The original subject posting brought many comments that I really appreciate – this is how we all learn including this series of exchanges from a long time reader who always questions everything as you can see below – my responses are in red to each of his points:
This professor (Krugman) does not agree with you. Maybe he does not read the news. Or should he be hit with the stupid hammer, my fingers know how it feels.
Most people start to produce wealth for themselves when they go into debt like buying a house with 20% down & an 80% mortgage. At the end of 30 years they have some real wealth that started with debt so debt is not a bad factor when it is a reasonable size compared to the income a person or country has. The problems with debt start when spending is too great as Professor Friedman taught. More simply – just live within your means to avoid trouble.
The home owners scenario works - the Federal Government debt does matter - otherwise why are we paying taxes?

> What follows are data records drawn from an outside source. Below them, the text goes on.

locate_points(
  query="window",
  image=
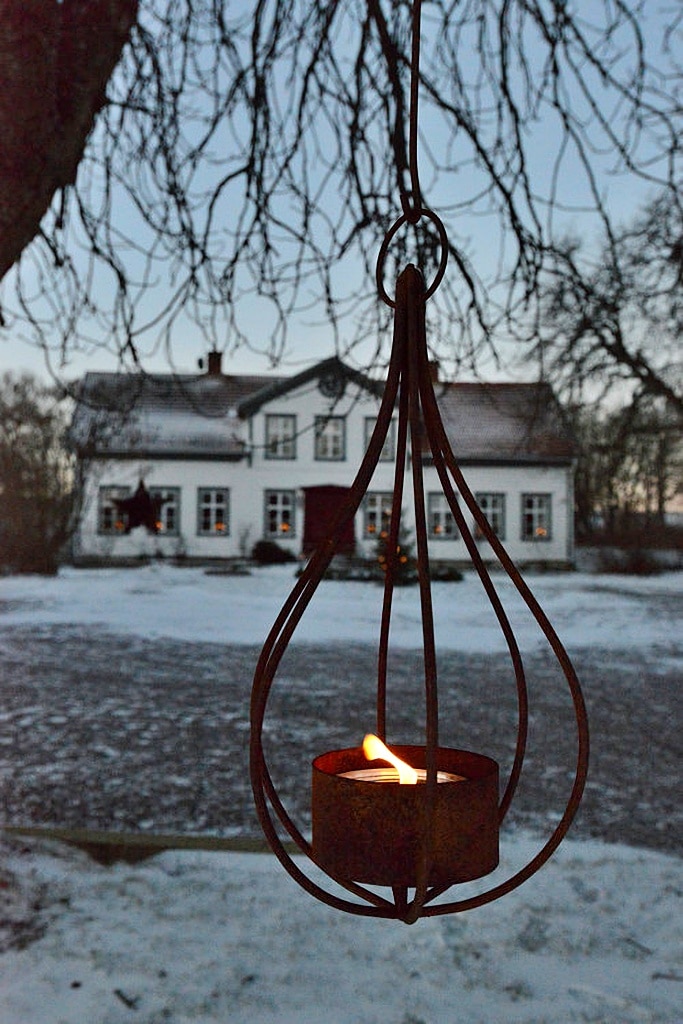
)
(330, 437)
(493, 506)
(441, 522)
(536, 517)
(280, 509)
(377, 512)
(388, 453)
(213, 512)
(110, 520)
(281, 437)
(168, 521)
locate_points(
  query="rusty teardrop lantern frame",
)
(411, 839)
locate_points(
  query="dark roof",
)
(158, 415)
(504, 422)
(179, 416)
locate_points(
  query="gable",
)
(332, 375)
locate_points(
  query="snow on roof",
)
(178, 415)
(504, 422)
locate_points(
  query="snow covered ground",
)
(205, 937)
(162, 600)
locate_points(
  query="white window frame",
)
(330, 438)
(213, 512)
(280, 435)
(168, 523)
(537, 508)
(388, 453)
(111, 522)
(441, 523)
(377, 512)
(492, 504)
(279, 514)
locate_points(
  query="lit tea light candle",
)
(401, 772)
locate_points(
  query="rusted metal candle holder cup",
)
(373, 832)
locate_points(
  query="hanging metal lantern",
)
(414, 838)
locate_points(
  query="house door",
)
(319, 508)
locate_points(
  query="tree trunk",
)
(55, 59)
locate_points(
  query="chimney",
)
(215, 357)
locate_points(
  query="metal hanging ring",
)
(388, 238)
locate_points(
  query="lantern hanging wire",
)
(432, 824)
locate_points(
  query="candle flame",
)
(374, 749)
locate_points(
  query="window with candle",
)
(280, 514)
(330, 438)
(110, 520)
(281, 436)
(213, 508)
(441, 522)
(168, 521)
(377, 513)
(493, 506)
(537, 524)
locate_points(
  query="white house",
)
(230, 460)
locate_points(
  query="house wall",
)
(250, 479)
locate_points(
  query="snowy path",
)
(131, 685)
(193, 938)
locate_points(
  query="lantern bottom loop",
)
(372, 833)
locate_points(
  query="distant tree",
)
(257, 148)
(612, 330)
(55, 60)
(37, 481)
(630, 461)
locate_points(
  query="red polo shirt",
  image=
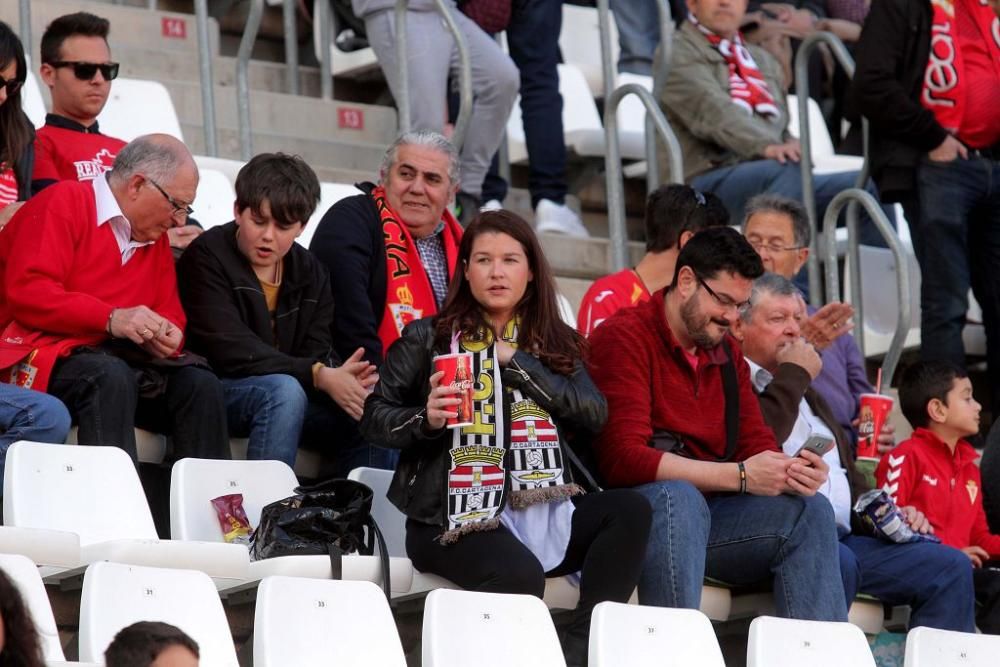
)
(650, 386)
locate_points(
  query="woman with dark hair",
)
(497, 505)
(19, 642)
(16, 134)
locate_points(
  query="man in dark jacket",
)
(259, 309)
(935, 119)
(935, 580)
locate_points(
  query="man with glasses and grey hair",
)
(77, 68)
(90, 311)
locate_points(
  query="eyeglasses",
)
(774, 248)
(12, 85)
(86, 71)
(181, 210)
(723, 300)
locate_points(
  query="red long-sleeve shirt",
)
(650, 386)
(946, 487)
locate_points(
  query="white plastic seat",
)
(519, 625)
(25, 575)
(311, 623)
(115, 596)
(785, 642)
(329, 194)
(136, 107)
(195, 482)
(626, 635)
(929, 647)
(90, 497)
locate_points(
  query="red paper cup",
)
(874, 409)
(458, 375)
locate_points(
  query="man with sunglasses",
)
(77, 68)
(685, 429)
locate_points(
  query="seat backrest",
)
(390, 520)
(785, 642)
(25, 575)
(136, 107)
(116, 596)
(213, 202)
(89, 490)
(628, 635)
(303, 621)
(521, 625)
(929, 647)
(195, 482)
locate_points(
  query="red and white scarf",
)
(945, 82)
(747, 86)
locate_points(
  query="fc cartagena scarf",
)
(523, 447)
(747, 86)
(408, 294)
(945, 81)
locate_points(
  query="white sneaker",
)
(553, 218)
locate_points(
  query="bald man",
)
(89, 308)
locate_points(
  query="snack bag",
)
(232, 519)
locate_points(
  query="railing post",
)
(865, 199)
(242, 77)
(207, 82)
(291, 46)
(612, 166)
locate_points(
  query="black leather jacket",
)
(394, 417)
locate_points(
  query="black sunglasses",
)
(86, 71)
(12, 85)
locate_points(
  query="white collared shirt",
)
(837, 489)
(109, 211)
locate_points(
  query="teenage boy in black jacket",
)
(260, 309)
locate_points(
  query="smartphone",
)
(817, 444)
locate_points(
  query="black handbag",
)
(331, 518)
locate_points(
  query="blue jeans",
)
(29, 415)
(959, 236)
(741, 540)
(934, 579)
(277, 415)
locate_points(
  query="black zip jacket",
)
(394, 417)
(891, 57)
(228, 321)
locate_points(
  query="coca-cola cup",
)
(457, 370)
(874, 409)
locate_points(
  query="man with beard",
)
(685, 429)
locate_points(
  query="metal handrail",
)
(843, 57)
(242, 76)
(856, 196)
(207, 80)
(615, 181)
(291, 46)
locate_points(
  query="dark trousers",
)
(607, 546)
(533, 40)
(101, 394)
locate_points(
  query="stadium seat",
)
(785, 642)
(136, 107)
(313, 623)
(626, 635)
(195, 482)
(929, 647)
(518, 630)
(85, 504)
(115, 596)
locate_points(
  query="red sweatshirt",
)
(61, 275)
(946, 487)
(650, 385)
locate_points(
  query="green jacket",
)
(712, 131)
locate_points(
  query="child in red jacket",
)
(935, 471)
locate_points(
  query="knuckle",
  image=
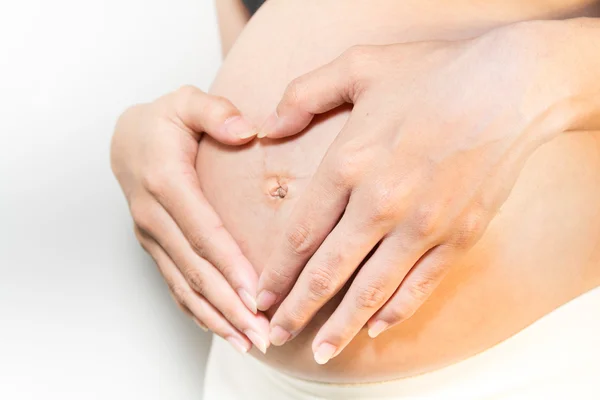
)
(350, 163)
(198, 241)
(370, 297)
(321, 284)
(398, 313)
(155, 181)
(218, 108)
(294, 317)
(276, 278)
(418, 292)
(385, 202)
(356, 56)
(426, 220)
(186, 91)
(357, 60)
(294, 92)
(142, 218)
(179, 292)
(470, 230)
(300, 240)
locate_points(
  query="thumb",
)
(316, 92)
(216, 116)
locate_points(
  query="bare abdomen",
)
(540, 251)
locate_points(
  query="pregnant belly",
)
(539, 252)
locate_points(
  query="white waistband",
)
(557, 357)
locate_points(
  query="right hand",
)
(153, 156)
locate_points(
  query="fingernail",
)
(279, 336)
(238, 344)
(200, 324)
(240, 127)
(377, 328)
(248, 300)
(265, 300)
(269, 126)
(324, 353)
(258, 341)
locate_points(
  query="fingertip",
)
(239, 128)
(269, 127)
(248, 300)
(377, 328)
(265, 300)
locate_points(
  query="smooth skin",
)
(421, 167)
(153, 155)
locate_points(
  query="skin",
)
(423, 202)
(540, 251)
(217, 165)
(152, 156)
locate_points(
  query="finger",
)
(374, 284)
(200, 112)
(317, 92)
(192, 303)
(415, 289)
(314, 215)
(328, 270)
(180, 194)
(203, 277)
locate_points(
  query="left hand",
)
(436, 140)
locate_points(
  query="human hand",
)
(437, 137)
(153, 156)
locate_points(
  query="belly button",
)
(277, 187)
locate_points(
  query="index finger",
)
(315, 215)
(182, 198)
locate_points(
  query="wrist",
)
(562, 63)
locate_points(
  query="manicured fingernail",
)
(238, 344)
(324, 353)
(240, 127)
(279, 336)
(377, 328)
(258, 341)
(248, 300)
(265, 300)
(200, 324)
(269, 126)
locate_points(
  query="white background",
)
(84, 313)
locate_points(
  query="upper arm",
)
(232, 16)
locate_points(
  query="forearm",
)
(232, 17)
(565, 73)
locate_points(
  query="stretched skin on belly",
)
(540, 251)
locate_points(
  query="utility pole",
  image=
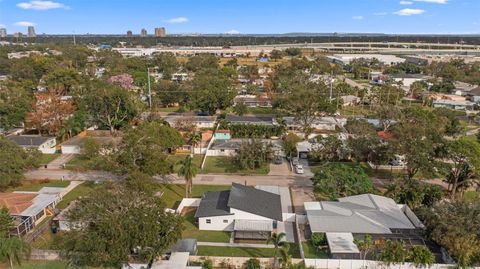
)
(149, 89)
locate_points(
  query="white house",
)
(251, 213)
(44, 144)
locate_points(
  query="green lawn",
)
(80, 190)
(243, 252)
(36, 185)
(224, 165)
(191, 231)
(173, 194)
(47, 158)
(311, 252)
(197, 160)
(77, 163)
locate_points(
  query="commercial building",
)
(345, 59)
(160, 32)
(31, 31)
(3, 32)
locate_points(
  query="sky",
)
(243, 16)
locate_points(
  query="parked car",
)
(299, 169)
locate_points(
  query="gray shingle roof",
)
(255, 201)
(365, 213)
(29, 140)
(213, 204)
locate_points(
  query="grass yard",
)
(173, 194)
(224, 165)
(36, 185)
(311, 252)
(77, 163)
(80, 190)
(47, 158)
(243, 252)
(191, 231)
(197, 160)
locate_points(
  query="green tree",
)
(421, 256)
(285, 257)
(339, 180)
(15, 102)
(14, 162)
(111, 106)
(252, 263)
(464, 155)
(145, 149)
(188, 170)
(277, 240)
(240, 109)
(12, 248)
(253, 154)
(453, 225)
(211, 90)
(121, 222)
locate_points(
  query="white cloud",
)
(232, 32)
(41, 5)
(409, 12)
(24, 23)
(178, 20)
(433, 1)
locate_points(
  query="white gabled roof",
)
(341, 243)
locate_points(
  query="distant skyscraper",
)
(160, 32)
(31, 31)
(3, 32)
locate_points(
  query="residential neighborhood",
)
(203, 151)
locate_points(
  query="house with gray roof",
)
(44, 144)
(251, 213)
(356, 216)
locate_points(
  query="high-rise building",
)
(160, 32)
(31, 31)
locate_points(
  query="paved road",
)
(203, 179)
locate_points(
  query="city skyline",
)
(243, 17)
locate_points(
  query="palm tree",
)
(285, 257)
(365, 246)
(277, 241)
(195, 139)
(188, 170)
(13, 249)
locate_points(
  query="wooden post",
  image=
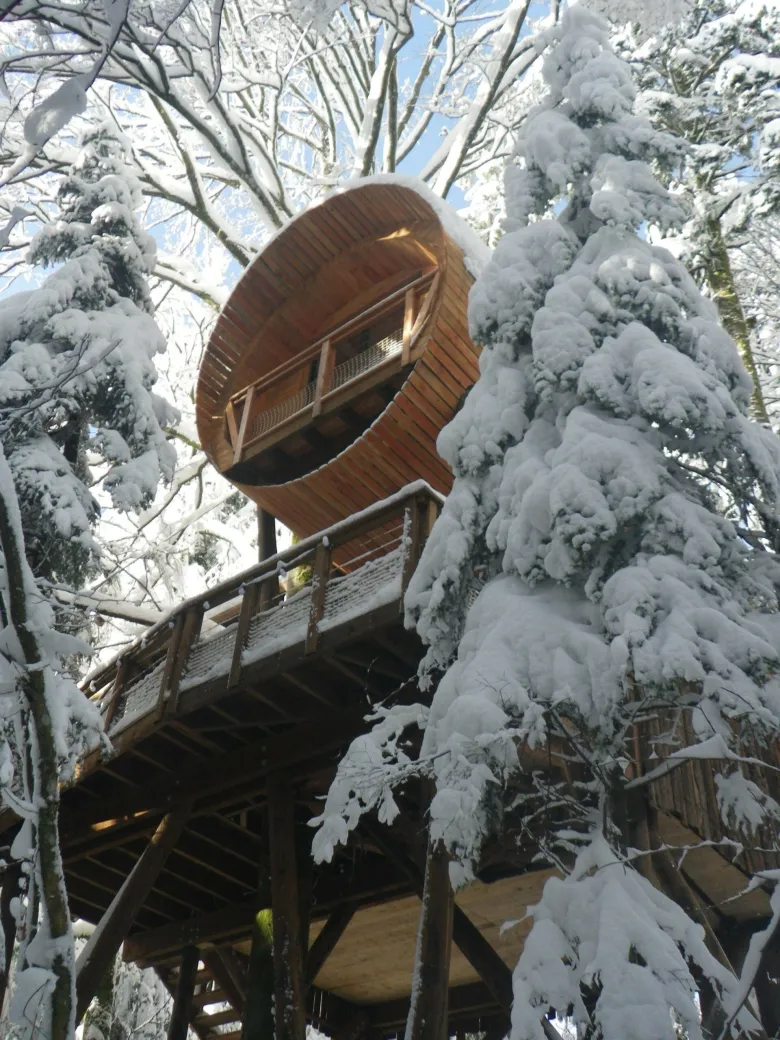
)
(427, 1010)
(11, 876)
(266, 547)
(408, 326)
(102, 945)
(320, 574)
(245, 412)
(119, 681)
(228, 971)
(230, 415)
(184, 991)
(258, 1009)
(325, 375)
(189, 633)
(249, 608)
(289, 987)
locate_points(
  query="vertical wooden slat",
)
(189, 634)
(289, 984)
(229, 972)
(266, 547)
(325, 375)
(171, 658)
(427, 1010)
(117, 687)
(230, 416)
(182, 1011)
(249, 607)
(257, 1022)
(320, 574)
(408, 326)
(245, 413)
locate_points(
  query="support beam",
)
(427, 1011)
(326, 942)
(182, 1012)
(289, 987)
(108, 936)
(466, 935)
(229, 972)
(258, 1012)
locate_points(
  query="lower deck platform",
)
(227, 724)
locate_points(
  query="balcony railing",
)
(252, 417)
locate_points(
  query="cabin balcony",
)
(307, 410)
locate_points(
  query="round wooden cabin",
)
(339, 357)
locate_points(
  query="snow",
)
(51, 114)
(474, 251)
(617, 509)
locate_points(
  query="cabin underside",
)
(228, 724)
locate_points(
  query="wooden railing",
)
(400, 522)
(312, 397)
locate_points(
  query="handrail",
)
(334, 336)
(181, 626)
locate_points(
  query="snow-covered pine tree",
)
(77, 366)
(713, 80)
(618, 510)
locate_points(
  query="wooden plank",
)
(230, 415)
(249, 608)
(258, 1015)
(326, 942)
(189, 634)
(325, 375)
(171, 656)
(408, 325)
(320, 574)
(228, 971)
(245, 414)
(182, 1011)
(117, 687)
(102, 945)
(289, 986)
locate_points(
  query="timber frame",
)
(190, 842)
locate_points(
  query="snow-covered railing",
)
(340, 574)
(307, 385)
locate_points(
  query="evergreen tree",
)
(617, 511)
(77, 366)
(712, 79)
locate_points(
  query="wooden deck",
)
(245, 683)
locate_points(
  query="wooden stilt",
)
(229, 972)
(289, 987)
(184, 991)
(427, 1011)
(258, 1009)
(11, 875)
(108, 936)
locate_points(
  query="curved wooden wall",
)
(309, 273)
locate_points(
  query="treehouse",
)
(339, 357)
(336, 362)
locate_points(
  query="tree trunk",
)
(258, 1011)
(46, 765)
(721, 281)
(429, 1011)
(98, 1017)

Of course debt is important but the danger comes from too much spending beyond our taxing means. We are paying taxes to meet the burden borne by the American economy from spending on government programs. Just look @ the example I gave in the original posting – the burden is greater with a $2 trillion spending budget & no deficit than with a $1 trillion spending budget & a $500 billion deficit. BO wants us to keep our eye on the deficit while spending keeps going up – a financial loser for taxpayers but all in the name of deficit reduction. To use a calculus term – spending is the derivative of deficits.
Other responses:
---Response #1---
I do not always agree with you, but this time I do. 2013-2014 are years when the camels back is broken: Bad times. Now both parties blame each other for rising deficits - makes good reading in the papers. I pray I am wrong.
---Response #2— From our Wall Street Financial VP
1 - across board 30% cut from our $3.8 trillion budget over 2 years or 15% per year. This will cut $1.2 trillion annually from $1.6 trillion projected annual debt increase. Bring spending back to 2007 levels adjusted for inflation.
2 - implement the FairTax for at least 2 reasons – A) reward success, grow economy, improve GDP to debt ratio and B) save $430 billion per year with replacement of IRS. Use this to reduce debt. This figure added to $1.2 trillion above reaches target projected annual deficit increase of $1.6 Trillion.
3 -- use Canada as an economic best practice. They safely drill for energy (oil, shale, gas, coal, frac, etc) and have a 6.5% unemployment rate. Our economic growth depends on energy. Greater domestic supply will decrease imports adding to our GDP.